Canonical Noether and the energy-momentum non-uniqueness problem in linearized gravity

TL;DR

This paper investigates the non-uniqueness of energy-momentum tensors in linearized gravity, demonstrating that infinitely many such tensors exist and challenging the idea of a unique connection to Noether's theorem.

Contribution

It provides a comprehensive analysis showing the existence of infinitely many conserved energy-momentum tensors in linearized gravity, undermining claims of uniqueness from the Noether procedure.

Findings

Infinitely many conserved energy-momentum tensors exist in linearized gravity.

Superpotentials alone do not determine a unique energy-momentum tensor.
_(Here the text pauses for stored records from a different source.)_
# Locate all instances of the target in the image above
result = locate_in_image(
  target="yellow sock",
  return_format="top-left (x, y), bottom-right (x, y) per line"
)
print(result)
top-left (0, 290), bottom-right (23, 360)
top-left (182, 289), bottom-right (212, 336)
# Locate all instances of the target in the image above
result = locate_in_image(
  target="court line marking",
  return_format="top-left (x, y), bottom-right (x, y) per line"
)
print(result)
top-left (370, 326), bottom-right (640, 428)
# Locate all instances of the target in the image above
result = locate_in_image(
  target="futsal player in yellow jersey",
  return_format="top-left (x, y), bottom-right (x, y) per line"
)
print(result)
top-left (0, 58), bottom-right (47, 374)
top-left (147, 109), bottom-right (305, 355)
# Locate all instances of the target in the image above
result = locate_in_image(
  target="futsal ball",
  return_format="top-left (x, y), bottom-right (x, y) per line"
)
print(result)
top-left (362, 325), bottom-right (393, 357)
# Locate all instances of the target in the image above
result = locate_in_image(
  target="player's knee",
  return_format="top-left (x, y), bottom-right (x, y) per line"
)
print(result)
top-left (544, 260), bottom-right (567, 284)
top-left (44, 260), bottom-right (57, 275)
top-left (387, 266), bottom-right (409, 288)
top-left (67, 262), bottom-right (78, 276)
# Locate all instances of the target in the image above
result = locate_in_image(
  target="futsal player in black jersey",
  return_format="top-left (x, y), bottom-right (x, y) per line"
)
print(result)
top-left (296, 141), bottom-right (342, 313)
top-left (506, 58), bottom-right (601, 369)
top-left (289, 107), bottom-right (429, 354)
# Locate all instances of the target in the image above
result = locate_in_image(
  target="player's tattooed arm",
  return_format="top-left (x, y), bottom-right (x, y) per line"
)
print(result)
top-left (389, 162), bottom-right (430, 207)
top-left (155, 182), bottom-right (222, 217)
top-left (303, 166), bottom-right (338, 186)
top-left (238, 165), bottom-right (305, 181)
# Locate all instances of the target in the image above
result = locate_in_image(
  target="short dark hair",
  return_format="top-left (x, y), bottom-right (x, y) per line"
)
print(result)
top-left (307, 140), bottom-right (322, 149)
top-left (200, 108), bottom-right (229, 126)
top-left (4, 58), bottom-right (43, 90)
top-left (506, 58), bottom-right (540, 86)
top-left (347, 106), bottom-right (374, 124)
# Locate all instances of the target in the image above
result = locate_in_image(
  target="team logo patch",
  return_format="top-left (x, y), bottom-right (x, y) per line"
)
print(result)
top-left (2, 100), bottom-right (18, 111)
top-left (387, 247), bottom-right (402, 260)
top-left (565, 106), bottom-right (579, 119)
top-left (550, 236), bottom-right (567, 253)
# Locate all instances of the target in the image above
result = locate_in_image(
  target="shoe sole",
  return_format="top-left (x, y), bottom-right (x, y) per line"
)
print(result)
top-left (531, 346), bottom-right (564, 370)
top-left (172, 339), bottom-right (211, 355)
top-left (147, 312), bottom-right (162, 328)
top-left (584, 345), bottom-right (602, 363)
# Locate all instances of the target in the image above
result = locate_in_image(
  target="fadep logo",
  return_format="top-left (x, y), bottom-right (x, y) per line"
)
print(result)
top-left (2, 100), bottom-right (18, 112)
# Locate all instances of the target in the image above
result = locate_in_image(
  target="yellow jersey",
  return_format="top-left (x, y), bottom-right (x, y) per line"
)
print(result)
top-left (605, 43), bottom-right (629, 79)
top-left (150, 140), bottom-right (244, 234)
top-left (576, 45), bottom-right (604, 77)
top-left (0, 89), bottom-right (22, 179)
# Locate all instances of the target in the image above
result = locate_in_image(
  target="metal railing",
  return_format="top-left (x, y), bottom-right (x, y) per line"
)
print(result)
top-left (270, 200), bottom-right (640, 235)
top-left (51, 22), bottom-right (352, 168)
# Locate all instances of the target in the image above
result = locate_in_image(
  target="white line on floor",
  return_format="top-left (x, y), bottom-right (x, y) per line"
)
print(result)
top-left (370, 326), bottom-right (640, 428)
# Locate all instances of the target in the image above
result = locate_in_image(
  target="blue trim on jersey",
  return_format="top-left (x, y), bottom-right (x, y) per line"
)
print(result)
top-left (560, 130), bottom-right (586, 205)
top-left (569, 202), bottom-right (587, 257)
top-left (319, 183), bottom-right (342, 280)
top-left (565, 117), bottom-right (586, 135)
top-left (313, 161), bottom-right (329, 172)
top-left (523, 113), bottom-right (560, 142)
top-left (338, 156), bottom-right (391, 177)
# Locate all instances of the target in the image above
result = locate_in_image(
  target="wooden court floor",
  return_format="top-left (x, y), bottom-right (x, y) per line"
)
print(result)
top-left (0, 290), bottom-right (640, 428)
No meaningful connection to Noether's theorem can be established due to non-uniqueness.

Abstract

Recent research has highlighted the non-uniqueness problem of energy-momentum tensors in linearized gravity; many different tensors are published in the literature, yet for particular calculations a unique expression is required. It has been shown that (A) none of these spin-2 energy-momentum tensors are gauge invariant and (B) the Noether and Hilbert energy-momentum tensors are not, in general, equivalent; therefore uniqueness criteria is difficult to specify. Conventional wisdom states that the various published energy-momentum tensors for linearized gravity can be derived from the canonical Noether energy-momentum tensor of spin-2 Fierz-Pauli theory by adding ad-hoc 'improvement' terms (the divergence of a superpotential and terms proportional to the equations of motion), that these superpotentials are in some way unique or physically significant, and that this implies some meaningful connection to the Noether procedure. To explore this question of uniqueness, we consider the most general possible energy-momentum tensor for linearized gravity with free coefficients using the Fock method. We express this most general energy-momentum tensor as the canonical Noether tensor, supplemented by the divergence of a general superpotential plus all possible terms proportional to the equations of motion. We then derive systems of equations which we solve in order to prove several key results for spin-2 Fierz-Pauli theory, most notably that there are infinitely many conserved energy-momentum tensors derivable from the 'improvement' method, and there are infinitely many conserved symmetric energy-momentum tensors that follow from specifying the Belinfante superpotential alone. $\dots$ since there are infinitely many energy-momentum tensors of this form, no meaningful or unique connection to Noether's first theorem can be claimed by application of the canonical Noether 'improvement' method.